PM Binyamin Netanyahu faces steep opposition after being booed by his own party members at last year’s convention.
The Likud’s election committee worked out a compromise between Prime Minister Binyamin Netanyahu and his party rivals on Wednesday regarding how to handle elections for the leadership of the party’s institutions.
The elections are seen as a key bellwether of how strong Netanyahu is in the party, and they are expected to have a big impact on the Likud’s future. The prime minister has been pushing off holding the elections for more than a year.
But after the Tel Aviv District Court ruled that the elections must be held by June 30, Netanyahu and his opponents decided to hold the races on that last possible day.
There apparently will not be a Likud convention with speeches, after Netanyahu was booed at the last convention, in May 2012.
Netanyahu and his rivals continue to disagree on procedural matters that will have an impact on who runs in the elections. Candidates will have until next Tuesday to join the race.

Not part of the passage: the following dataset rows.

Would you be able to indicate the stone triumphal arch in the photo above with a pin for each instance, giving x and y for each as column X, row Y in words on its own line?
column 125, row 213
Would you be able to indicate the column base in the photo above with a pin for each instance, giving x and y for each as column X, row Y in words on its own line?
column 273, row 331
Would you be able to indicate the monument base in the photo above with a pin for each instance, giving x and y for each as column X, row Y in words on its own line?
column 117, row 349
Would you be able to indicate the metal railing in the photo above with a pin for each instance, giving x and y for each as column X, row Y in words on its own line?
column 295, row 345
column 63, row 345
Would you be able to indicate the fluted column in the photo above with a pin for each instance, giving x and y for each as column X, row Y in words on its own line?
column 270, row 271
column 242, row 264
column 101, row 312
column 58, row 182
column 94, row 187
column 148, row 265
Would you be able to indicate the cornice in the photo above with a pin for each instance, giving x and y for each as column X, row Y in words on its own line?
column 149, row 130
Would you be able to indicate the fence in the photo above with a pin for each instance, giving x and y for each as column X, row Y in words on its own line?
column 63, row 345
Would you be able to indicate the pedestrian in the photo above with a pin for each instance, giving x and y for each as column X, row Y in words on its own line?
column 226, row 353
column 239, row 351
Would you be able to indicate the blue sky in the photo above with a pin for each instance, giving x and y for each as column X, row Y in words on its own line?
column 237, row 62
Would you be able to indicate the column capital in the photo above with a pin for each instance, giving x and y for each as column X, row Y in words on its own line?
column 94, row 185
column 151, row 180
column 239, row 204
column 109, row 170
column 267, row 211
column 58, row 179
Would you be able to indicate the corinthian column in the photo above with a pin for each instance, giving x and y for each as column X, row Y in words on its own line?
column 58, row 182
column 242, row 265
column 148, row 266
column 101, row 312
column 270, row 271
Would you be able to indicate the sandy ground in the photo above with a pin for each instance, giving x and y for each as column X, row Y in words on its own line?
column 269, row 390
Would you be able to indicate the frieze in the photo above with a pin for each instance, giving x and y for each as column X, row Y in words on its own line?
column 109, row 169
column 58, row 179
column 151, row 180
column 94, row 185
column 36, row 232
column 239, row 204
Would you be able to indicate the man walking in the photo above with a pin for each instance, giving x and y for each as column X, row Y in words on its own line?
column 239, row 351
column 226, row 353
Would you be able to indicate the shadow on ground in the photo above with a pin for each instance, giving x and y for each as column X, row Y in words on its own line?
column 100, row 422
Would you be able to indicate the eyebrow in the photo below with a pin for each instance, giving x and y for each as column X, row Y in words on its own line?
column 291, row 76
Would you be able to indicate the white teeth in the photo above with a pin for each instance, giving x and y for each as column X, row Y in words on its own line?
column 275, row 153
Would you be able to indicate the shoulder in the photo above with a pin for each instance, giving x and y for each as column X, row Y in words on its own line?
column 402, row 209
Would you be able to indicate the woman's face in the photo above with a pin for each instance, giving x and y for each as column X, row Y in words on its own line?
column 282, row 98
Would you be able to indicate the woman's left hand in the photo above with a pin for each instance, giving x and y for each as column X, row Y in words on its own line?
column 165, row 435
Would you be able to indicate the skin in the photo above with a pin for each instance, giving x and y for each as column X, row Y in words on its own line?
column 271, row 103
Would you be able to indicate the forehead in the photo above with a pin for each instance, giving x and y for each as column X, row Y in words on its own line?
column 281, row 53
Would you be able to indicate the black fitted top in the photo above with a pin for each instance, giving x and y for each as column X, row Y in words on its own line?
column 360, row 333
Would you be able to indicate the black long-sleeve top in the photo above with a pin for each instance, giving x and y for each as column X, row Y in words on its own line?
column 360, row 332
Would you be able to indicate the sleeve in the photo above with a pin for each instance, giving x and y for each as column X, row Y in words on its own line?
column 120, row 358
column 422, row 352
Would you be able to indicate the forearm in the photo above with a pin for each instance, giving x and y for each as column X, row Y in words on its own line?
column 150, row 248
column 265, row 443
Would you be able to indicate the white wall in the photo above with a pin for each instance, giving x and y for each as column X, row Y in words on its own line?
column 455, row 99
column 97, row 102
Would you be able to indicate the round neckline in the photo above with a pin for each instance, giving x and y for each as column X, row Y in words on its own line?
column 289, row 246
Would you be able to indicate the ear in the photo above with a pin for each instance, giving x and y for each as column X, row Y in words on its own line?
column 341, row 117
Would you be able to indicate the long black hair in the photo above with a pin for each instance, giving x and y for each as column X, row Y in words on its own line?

Deputy Defense Minister Danny Danon is considered the leading candidate for chairman of the powerful Likud central committee. He will be challenged by party activist Michael Fuah, who is close to MK Moshe Feiglin.
Deputy Foreign Minister Ze’ev Elkin and MK Tzipi Hotovely will vie for the chairmanship of the party’s ideological bureau. Transportation Minister Israel Katz is expected to keep his job as head of the Likud secretariat that oversees the party’s finances, though MK Miri Regev might run against him.
The most powerful post that will be elected is chairman of the Likud’s internal court.
Netanyahu had supported retired judge Nissim Yeshaya for the job, but he dropped out of the race after he was scolded for saying that “some women enjoy rape.”
Netanyahu hopes to bring in a new candidate, but the court hinted that it could be legally problematic.
The prime minister is concerned that if a right-wing Likud activist is elected to the job, the courts will be used against him.
Commentary on an event that will not take place for another 17 days, is difficult and probably unproductive. Despite that, it is now obvious that key players in the Likud leadership, especially among the powerful Jewish nationalist bloc, are organizing for what appears to be efforts to shrink Netanyahu’s future ability to sell out Jewish control over Shomron and Yehuda in some squalid deal — hidden or otherwise — with the US Secretary of State in his perpetually-moribund efforts to extract a promise, vague or otherwise, on behalf of creating an independent Arab state west of the Jordan River.
If and when Netanyahu is stripped of his power within his own party, that does not at all imply a breakup of the Likud. I think that such a house-cleaning by the Jewish national elements of their party leadership would in fact help boost overall support for the Likud in any upcoming national elections.
Bringing Lapid’s party into the governing coalition is proving to be a bad idea, now that Lapid has spoken at length in favor of abandoning the Jewish population of Shomron and Yehuda. The next governing coalition led by the Likud should include only Knesset blocs that support Jewish nationalism. Any centrists invited into such a governing coalition must pass a litmus test of support for Jewish annexation and Jewish repopulating over all parts of the historic lands of Eretz-Yisrael from the Nile to the Euphrates as any such segments of those lands come under control of the modern Jewish state.
But once again, it must be stressed that none of this can or shall occur as long as untrustworthy personalities such as Netanyahu can influence the well-being and possibly the destinies of the Jewish state and the Jewish nation.